Video2Act: A Dual-System Video Diffusion Policy with Robotic Spatio-Motional Modeling

arXiv cs.RO / 3/25/2026

💬 OpinionSignals & Early TrendsIdeas & Deep AnalysisModels & Research

Key Points

  • Video2Actは、ビデオ拡散モデル(VDM)がフレーム間に内在させる「空間表現の一貫性」や「物理的に整合した動き」を、ロボットの行動学習に明示的に統合する枠組みを提案しています。
  • 具体的には、VDMから前景境界とフレーム間の動きの変化(モーション変動)を抽出し、背景ノイズやタスク非関連のバイアスを抑えた表現を拡散トランスフォーマ(DiT)側の追加条件として用いて、何を操作しどう動くかを推論させます。
  • 推論の非効率を抑えるため、VDMを「遅いSystem 2」、DiTのアクションヘッドを「速いSystem 1」とする非同期のデュアルシステム設計を導入し、低頻度更新でも操作の安定性を維持する方針です。
  • 評価では、Video2ActがVLA(Vision-Language-Action)系の先行手法に対してシミュレーションで平均成功率7.7%、実環境で21.7%上回り、汎化性能も高いことを示しています。

Abstract

Robust perception and dynamics modeling are fundamental to real-world robotic policy learning. Recent methods employ video diffusion models (VDMs) to enhance robotic policies, improving their understanding and modeling of the physical world. However, existing approaches overlook the coherent and physically consistent motion representations inherently encoded across frames in VDMs. To this end, we propose Video2Act, a framework that efficiently guides robotic action learning by explicitly integrating spatial and motion-aware representations. Building on the inherent representations of VDMs, we extract foreground boundaries and inter-frame motion variations while filtering out background noise and task-irrelevant biases. These refined representations are then used as additional conditioning inputs to a diffusion transformer (DiT) action head, enabling it to reason about what to manipulate and how to move. To mitigate inference inefficiency, we propose an asynchronous dual-system design, where the VDM functions as the slow System 2 and the DiT head as the fast System 1, working collaboratively to generate adaptive actions.
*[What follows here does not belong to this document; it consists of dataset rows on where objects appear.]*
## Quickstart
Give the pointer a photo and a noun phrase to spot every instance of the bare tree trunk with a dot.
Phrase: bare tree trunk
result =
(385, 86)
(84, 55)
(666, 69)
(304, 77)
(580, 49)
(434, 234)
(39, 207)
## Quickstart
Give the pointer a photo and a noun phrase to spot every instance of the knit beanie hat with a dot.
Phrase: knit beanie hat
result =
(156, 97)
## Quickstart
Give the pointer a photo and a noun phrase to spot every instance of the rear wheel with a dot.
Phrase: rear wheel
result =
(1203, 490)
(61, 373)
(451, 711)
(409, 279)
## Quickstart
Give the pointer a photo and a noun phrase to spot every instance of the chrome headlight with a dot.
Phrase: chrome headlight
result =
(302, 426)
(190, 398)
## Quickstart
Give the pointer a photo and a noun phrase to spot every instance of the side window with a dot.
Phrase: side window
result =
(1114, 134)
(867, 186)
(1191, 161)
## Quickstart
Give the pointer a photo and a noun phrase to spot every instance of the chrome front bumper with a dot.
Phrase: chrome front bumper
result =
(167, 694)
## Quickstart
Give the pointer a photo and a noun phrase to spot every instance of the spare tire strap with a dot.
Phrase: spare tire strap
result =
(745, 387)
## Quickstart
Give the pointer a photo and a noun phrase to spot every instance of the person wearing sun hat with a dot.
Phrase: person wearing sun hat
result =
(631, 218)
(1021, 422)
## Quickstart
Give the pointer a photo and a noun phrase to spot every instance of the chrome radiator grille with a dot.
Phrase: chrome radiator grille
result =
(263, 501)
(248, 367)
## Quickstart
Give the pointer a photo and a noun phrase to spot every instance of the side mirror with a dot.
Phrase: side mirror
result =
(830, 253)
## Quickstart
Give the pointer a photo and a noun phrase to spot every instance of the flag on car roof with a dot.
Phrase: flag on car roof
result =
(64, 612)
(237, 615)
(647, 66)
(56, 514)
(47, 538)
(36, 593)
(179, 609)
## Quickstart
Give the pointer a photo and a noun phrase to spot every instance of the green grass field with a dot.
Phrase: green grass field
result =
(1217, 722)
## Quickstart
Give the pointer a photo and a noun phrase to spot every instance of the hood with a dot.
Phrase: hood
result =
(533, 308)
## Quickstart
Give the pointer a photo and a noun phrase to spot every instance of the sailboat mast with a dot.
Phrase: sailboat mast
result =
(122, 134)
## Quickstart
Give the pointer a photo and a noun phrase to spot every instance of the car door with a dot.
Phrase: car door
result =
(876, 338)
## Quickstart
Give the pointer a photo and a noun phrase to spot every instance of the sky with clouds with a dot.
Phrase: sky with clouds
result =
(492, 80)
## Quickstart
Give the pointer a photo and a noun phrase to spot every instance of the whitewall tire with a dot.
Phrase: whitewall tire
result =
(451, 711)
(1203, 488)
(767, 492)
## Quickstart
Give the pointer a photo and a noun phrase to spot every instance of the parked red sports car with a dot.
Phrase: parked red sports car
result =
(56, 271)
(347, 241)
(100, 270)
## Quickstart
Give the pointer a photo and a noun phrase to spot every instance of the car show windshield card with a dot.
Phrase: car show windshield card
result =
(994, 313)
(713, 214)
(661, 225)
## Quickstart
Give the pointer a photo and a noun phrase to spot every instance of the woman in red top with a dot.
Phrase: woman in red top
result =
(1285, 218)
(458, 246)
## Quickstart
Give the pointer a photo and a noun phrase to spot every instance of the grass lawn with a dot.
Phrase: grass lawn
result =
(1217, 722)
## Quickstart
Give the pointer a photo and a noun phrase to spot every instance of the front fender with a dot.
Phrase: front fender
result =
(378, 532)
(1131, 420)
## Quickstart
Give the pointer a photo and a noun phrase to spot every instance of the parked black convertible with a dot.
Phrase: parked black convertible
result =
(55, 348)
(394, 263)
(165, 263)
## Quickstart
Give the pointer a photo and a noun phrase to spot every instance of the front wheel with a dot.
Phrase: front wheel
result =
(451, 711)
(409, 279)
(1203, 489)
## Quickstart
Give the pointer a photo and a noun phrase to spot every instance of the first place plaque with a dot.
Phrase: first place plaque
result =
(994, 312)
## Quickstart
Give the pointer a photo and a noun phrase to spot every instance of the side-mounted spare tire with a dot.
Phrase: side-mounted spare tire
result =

By providing motion-aware conditions to System 1, Video2Act maintains stable manipulation even with low-frequency updates from the VDM. For evaluation, Video2Act surpasses previous state-of-the-art VLA methods by 7.7% in simulation and 21.7% in real-world tasks in terms of average success rate, further exhibiting strong generalization capabilities.